ヴァイパー達は悲鳴の方向へ急いだ。

「ぐっ……こいつは!!」
そこにいたのは民家を襲う巨大なイエティ……
「知ってるの!?」
「サスカッチっていう亜人族だ!! 腕力じゃ敵わんぞ……」

ヴァイパーは構えた。
「デーティ、下がってろ……」
鞘から刀を抜き、サスカッチの方を見た。そして一呼吸……

「剣から魔法は不慣れだが……ダーク・シューター!!」

刹那、剣の先から黒い波動が出た!!


「グオアッ!!」
その波動に包まれ、サスカッチはようやくこちらに気づいたようだ。
「……こいつ、精神力が強い!?」
「グ……ガッ!!」
殆ど効いていない。サスカッチは怯まずヴァイパーに向かってきた。
「ちっ!!」

「ヴァイパー!!」
……と、後ろからデーティが叫んだ。
「下がってろって!!」
「こっちに奴を誘き寄せて!!」
「何だと……!?」
ヴァイパーは意味が分からなかったが……こいつを信じることにした。

「ちっ……こっちだ、バケモノ!!」
ヴァイパーは後ろに退いた。サスカッチは追ってきた。
「ガアッ!!」

「……今だ!!」
デーティはサスカッチが襲ってきた瞬間、口から何かを吐き出した。

……と!!

「何!?」
またあの分身……だが形が違う!?
「グオッ!!」
分身はその長い爪でサスカッチを掴み、そして……

「グ……ガフッ……!!」
そのままサスカッチは血を失い、倒れた。


「デーティ、こいつは……?」
「僕の分身は髪だけから生まれるんじゃない。こんな風に体の一部が欠けたらそこから生まれるんだ……」
デーティはヴァイパーに手を見せた。爪の形が歪になっていた。
「この子は爪から生まれたんだよ……さっき噛んで生み出したんだ。」
「成る程……この分身は物理攻撃だから精神力も何も無いってことか……」

だが、その直後……
「う……」
「デーティ!?」
突然デーティが力を失い倒れた。
「おい、しっかりしろ!!」
ヴァイパーはデーティの肩を揺すったが、返事が無かった。


「精神力欠乏ですね。」

ヴァイパーはひとまずデーティを教会に連れて行った。
そこでマリアベルが手当てをしてくれた。
「余程高等な魔法を使ったんじゃないですか?」


精神力にも限界があるのは周知の通りだ。
では、その限界を超えた精神力を代価とする魔法を詠唱するとどうなるのか……

魔法もこの世界にある以上、等価交換の原則からは逃れられない。
そのエネルギーは本来守護精霊が持っており、魔力を失うということは守護精霊の力が尽きたのと同じことだ。
つまり、魔力が枯渇すればエネルギーの担い手がいなくなるという話である。

そんな状態で魔法を使ったら……当然、それに必要なエネルギーは詠唱者本人が出すしかない。
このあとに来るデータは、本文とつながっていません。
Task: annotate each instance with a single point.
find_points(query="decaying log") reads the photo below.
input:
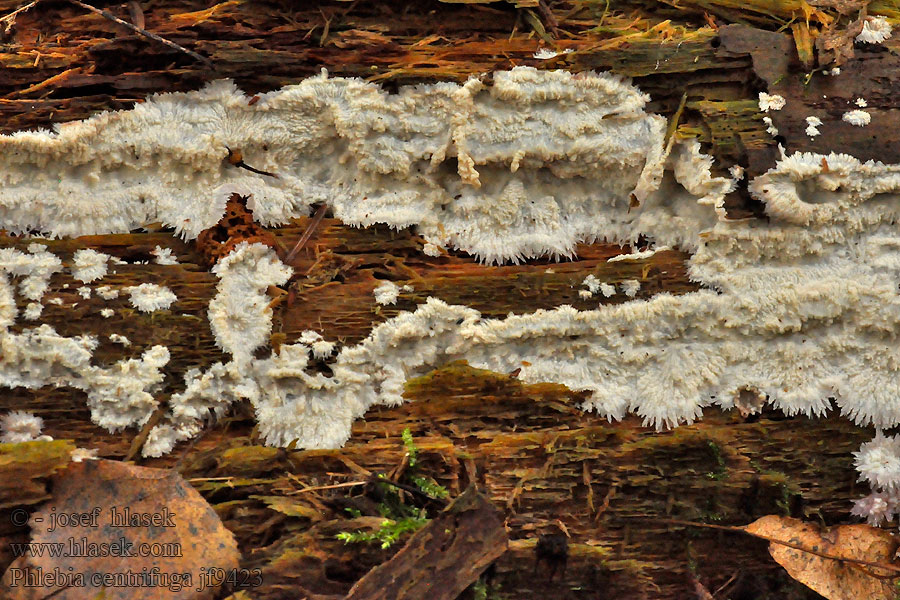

ヒールバスター程度の軽い魔法でさえ、守護精霊が眠っている状態で詠唱すると意識を失う。
誰でも魔法が使えるわけではない理由の1つがそこにあるのだ。


「高等な魔法、か……」
冷静に考えれば、いくらなんでもこの分身を魔力も無しに作り出すなどということは不可能ではないか。
やはり、僅かながら精神力を消費しているのだろう。
だが彼女には守護精霊がいない。だからあまり乱発するとこうなるんだろうな……

「まあゆっくりお休み下さい。」
そう言い、マリアベルは個室を出ていった。

「(あー、もう何がなんだか……)」
ヴァイパーは今一度これまでのことを思い直してみた。